4.1 Basic QC metrics

Plotting the spatial distribution of a certain QC metrics is often very useful. Below we show the distribution of unique genes and number of UMIs per spot in our two MOB tissue sections. By visual inspection we can see that both QC metrics correlate with cell density, which is what we generally expect to see. If this is not the case, we might have a technical issue such as tissue detachment, uneven permeabilization, overpermeabilization, mRNA degradation etc.

In this particular example, we see that even though the QC metrics correlate with cell density, there is a strong batch effect between the two sections where the second tissue section has much lower overall quality.

col_scale <- c("darkblue", "cyan", "yellow", "red", "darkred")
FeatureOverlay(se, features = c("nFeature_RNA", "nCount_RNA"), cols = col_scale, ncols = 2, 
               pt.size = 1.8, label.by = "slide_id", sampleids = 1:2, value.scale = "all")
Spatial QC metrics overlay. nFeature_RNA = unique genes; nCount_RNA = UMI count

Figure 4.1: Spatial QC metrics overlay. nFeature_RNA = unique genes; nCount_RNA = UMI count

Visualizing the distribution of selected QC metrics can be useful to better understand the data. For example, if you need to select filtering thresholds.

For our example, it becomes clear that our two tissue section data sets are highly different in terms of quality. When analyzing a Visium data set generated from a new tissue type, it can be very difficult to determine whether the QC metrics are reasonable. Here, when comparing the two tissue sections side by side, it becomes clear that the second data set is of low quality. As a rule of thumb, we expect to obtain at least 1,000 unique genes per spot on average but you should know that this is highly tissue dependent.

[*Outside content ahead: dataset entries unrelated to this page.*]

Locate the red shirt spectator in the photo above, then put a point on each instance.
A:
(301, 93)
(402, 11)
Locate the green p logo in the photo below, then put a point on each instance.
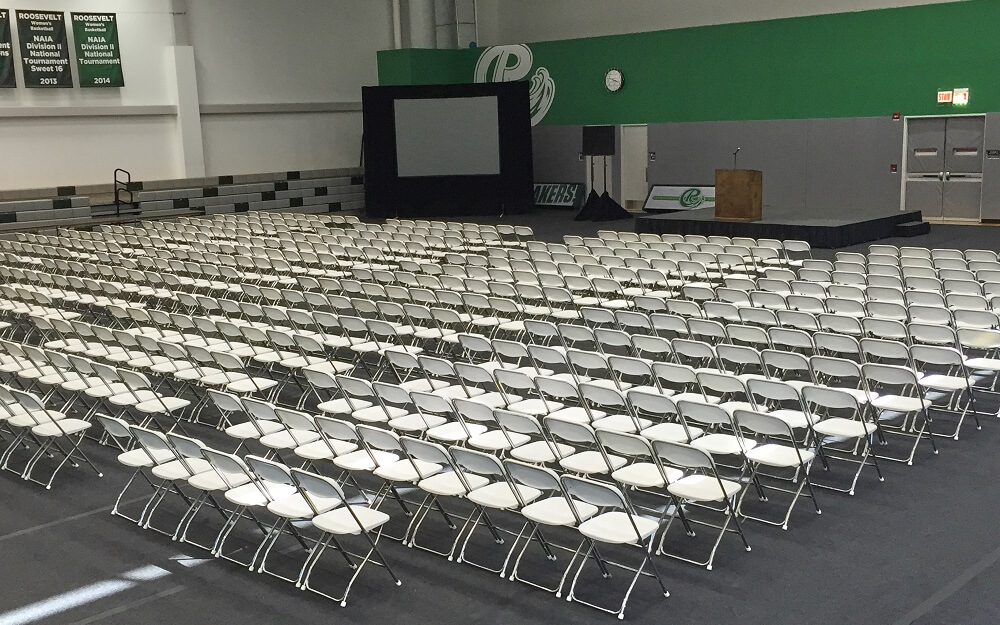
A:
(692, 198)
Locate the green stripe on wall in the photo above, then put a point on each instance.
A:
(864, 64)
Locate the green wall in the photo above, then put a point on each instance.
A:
(865, 64)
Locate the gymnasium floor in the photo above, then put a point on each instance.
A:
(922, 547)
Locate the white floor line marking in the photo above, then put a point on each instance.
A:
(29, 530)
(173, 590)
(92, 592)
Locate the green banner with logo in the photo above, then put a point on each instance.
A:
(98, 56)
(7, 78)
(857, 64)
(44, 50)
(675, 197)
(564, 194)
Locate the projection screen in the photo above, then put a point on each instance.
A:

Low quality will have a negative impact on downstream analysis.

col_samples <- c("#1954A6", "#A7C947")
p1 <- ggplot() +
  geom_histogram(data = se[[]], aes(nFeature_RNA, fill = slide_id), alpha = 0.6, bins = 50, position = "identity") +
  scale_fill_manual(values = col_samples) +
  ggtitle("A) Unique genes per spot") & NoLegend()

p2 <- ggplot() +
  geom_histogram(data = se[[]], aes(nCount_RNA, fill = slide_id), alpha = 0.6, bins = 50, position = "identity") +
  scale_fill_manual(values = col_samples) +
  ggtitle("B) Total counts per spot") & NoLegend()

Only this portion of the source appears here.